My probability textbook has a solution that turns a certain density function into something more familiar. Starting with,
$\int_{-\infty}^{\infty} \frac{dx}{(1+x^2)^m}$
We substitute in:
$v = (1 + x^2)^{-1}$
to get:
$\int_{-\infty}^{\infty} \frac{dx}{(1+x^2)^m}$ = $\int_{0}^{1} v^{m-\frac{3}{2}}(1-v)^{-\frac{1}{2}} dv$
I'm not quite sure how they got from the left side of that to the right...

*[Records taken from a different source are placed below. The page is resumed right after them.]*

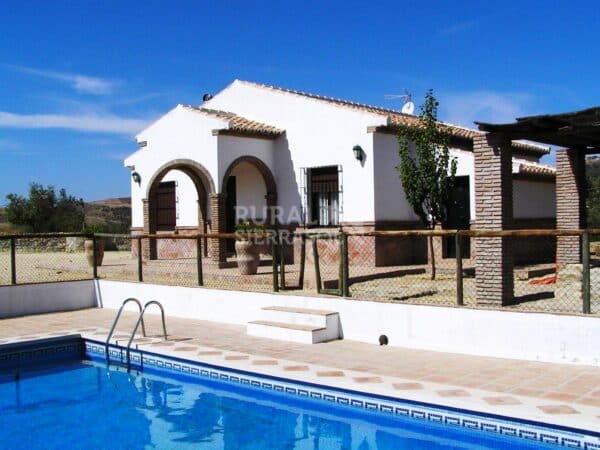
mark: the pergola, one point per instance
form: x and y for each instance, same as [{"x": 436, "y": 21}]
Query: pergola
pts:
[{"x": 578, "y": 134}]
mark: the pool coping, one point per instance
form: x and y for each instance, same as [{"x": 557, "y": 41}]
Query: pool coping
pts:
[{"x": 516, "y": 427}]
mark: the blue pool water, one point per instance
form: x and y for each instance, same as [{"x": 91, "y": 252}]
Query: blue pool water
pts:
[{"x": 83, "y": 404}]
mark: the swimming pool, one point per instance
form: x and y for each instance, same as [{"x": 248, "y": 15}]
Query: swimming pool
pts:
[{"x": 65, "y": 396}]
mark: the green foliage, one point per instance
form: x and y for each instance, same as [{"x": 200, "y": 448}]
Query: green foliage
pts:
[
  {"x": 94, "y": 229},
  {"x": 426, "y": 169},
  {"x": 44, "y": 211},
  {"x": 593, "y": 197}
]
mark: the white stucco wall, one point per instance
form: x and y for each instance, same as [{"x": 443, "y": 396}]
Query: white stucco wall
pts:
[
  {"x": 250, "y": 192},
  {"x": 534, "y": 199},
  {"x": 317, "y": 134},
  {"x": 179, "y": 134},
  {"x": 186, "y": 198},
  {"x": 390, "y": 201},
  {"x": 27, "y": 299}
]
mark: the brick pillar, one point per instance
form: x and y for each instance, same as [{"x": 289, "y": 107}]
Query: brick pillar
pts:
[
  {"x": 570, "y": 203},
  {"x": 217, "y": 247},
  {"x": 494, "y": 280}
]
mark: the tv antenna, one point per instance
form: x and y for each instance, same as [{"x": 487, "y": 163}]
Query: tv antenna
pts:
[{"x": 408, "y": 107}]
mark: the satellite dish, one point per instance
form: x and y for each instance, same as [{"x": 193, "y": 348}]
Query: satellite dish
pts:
[{"x": 408, "y": 108}]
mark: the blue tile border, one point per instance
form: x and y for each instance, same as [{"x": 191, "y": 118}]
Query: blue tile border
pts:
[
  {"x": 351, "y": 399},
  {"x": 21, "y": 354},
  {"x": 74, "y": 347}
]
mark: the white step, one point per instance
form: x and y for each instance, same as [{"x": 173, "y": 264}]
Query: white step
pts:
[
  {"x": 300, "y": 316},
  {"x": 305, "y": 334}
]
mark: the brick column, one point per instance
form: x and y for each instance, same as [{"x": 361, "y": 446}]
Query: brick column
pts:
[
  {"x": 570, "y": 203},
  {"x": 148, "y": 251},
  {"x": 494, "y": 280},
  {"x": 217, "y": 247}
]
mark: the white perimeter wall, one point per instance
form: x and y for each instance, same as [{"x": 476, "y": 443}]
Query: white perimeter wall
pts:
[
  {"x": 528, "y": 336},
  {"x": 186, "y": 198},
  {"x": 180, "y": 134},
  {"x": 26, "y": 299}
]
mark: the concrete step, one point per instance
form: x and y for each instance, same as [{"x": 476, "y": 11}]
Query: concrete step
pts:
[
  {"x": 300, "y": 316},
  {"x": 305, "y": 334}
]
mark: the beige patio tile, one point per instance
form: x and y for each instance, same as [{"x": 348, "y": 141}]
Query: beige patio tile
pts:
[
  {"x": 407, "y": 386},
  {"x": 503, "y": 400},
  {"x": 330, "y": 373},
  {"x": 558, "y": 409},
  {"x": 296, "y": 368},
  {"x": 364, "y": 380},
  {"x": 265, "y": 362},
  {"x": 236, "y": 357},
  {"x": 185, "y": 349}
]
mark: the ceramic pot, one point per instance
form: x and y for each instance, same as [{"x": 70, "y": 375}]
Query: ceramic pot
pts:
[
  {"x": 247, "y": 256},
  {"x": 88, "y": 246}
]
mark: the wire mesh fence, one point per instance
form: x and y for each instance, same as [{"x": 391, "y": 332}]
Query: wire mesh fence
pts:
[
  {"x": 530, "y": 270},
  {"x": 43, "y": 258}
]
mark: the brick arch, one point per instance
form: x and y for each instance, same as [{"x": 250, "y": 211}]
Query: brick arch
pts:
[
  {"x": 268, "y": 178},
  {"x": 264, "y": 170},
  {"x": 203, "y": 182}
]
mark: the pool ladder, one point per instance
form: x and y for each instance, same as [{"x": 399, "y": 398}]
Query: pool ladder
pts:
[{"x": 140, "y": 321}]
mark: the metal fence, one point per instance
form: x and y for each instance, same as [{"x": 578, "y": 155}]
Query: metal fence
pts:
[{"x": 411, "y": 266}]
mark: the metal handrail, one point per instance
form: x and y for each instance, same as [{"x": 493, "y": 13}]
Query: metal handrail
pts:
[
  {"x": 140, "y": 320},
  {"x": 114, "y": 325}
]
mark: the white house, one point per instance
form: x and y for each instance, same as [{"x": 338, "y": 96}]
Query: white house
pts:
[{"x": 252, "y": 147}]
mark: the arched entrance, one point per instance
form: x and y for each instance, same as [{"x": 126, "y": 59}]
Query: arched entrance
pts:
[
  {"x": 159, "y": 205},
  {"x": 250, "y": 192}
]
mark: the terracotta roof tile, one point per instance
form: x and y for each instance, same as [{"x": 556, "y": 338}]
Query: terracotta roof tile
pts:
[
  {"x": 536, "y": 170},
  {"x": 396, "y": 118},
  {"x": 239, "y": 124}
]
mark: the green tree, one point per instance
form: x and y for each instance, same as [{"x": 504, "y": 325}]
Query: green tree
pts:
[
  {"x": 593, "y": 195},
  {"x": 44, "y": 211},
  {"x": 426, "y": 169}
]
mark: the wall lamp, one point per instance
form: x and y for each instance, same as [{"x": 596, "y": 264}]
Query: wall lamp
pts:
[{"x": 359, "y": 154}]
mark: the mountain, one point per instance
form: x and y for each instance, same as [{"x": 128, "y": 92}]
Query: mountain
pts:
[{"x": 112, "y": 214}]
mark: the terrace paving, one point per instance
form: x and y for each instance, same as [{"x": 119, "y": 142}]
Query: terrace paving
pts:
[{"x": 560, "y": 394}]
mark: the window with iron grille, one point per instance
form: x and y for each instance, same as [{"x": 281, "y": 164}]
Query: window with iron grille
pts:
[
  {"x": 165, "y": 206},
  {"x": 323, "y": 197}
]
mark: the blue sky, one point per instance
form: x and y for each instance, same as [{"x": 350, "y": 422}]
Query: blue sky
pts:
[{"x": 79, "y": 79}]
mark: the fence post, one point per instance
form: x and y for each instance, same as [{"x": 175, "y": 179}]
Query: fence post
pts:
[
  {"x": 199, "y": 261},
  {"x": 13, "y": 261},
  {"x": 302, "y": 261},
  {"x": 585, "y": 257},
  {"x": 140, "y": 270},
  {"x": 274, "y": 261},
  {"x": 282, "y": 260},
  {"x": 316, "y": 260},
  {"x": 94, "y": 252},
  {"x": 459, "y": 274}
]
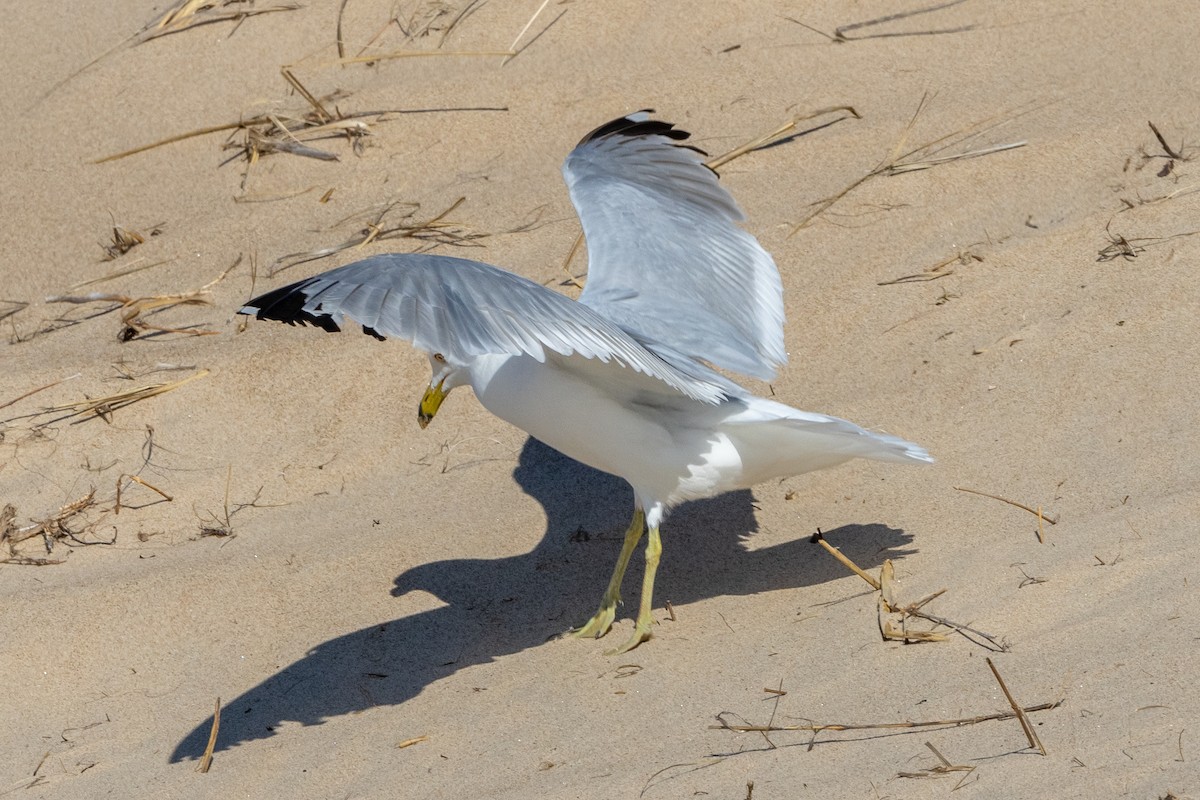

First note that $$ \int_{-\infty}^{\infty}(1+x^2)^{-m}\;dx=2\int_0^{\infty}(1+x^2)^{-m}\;dx$$ since the integrand is even, so we can assume that $x\geq 0$. Then if $v=\frac{1}{1+x^2}$ then $$ x=\sqrt{\frac{1}{v}-1}=\frac{(1-v)^{\frac{1}{2}}}{v^{\frac{1}{2}}} $$ and $$ \frac{dv}{dx}=-\frac{2x}{(1+x^2)^2}=-2\cdot\frac{(1-v)^{\frac{1}{2}}}{v^{\frac{1}{2}}}\cdot v^2=-2(1-v)^{\frac{1}{2}}v^{\frac{3}{2}} $$
Moreover, if $x=0$ then $v=1$, while $v\to0$ as $x\to\infty$. Therefore $$ 2\int_0^{\infty}(1+x^2)^{-m}\;dx=\int_0^12v^m\cdot[2(1-v)^{\frac{1}{2}}v^{\frac{3}{2}}]^{-1}\;dv=\int_0^1v^{m-\frac{3}{2}}(1-v)^{-\frac{1}{2}}\;dv$$ as claimed.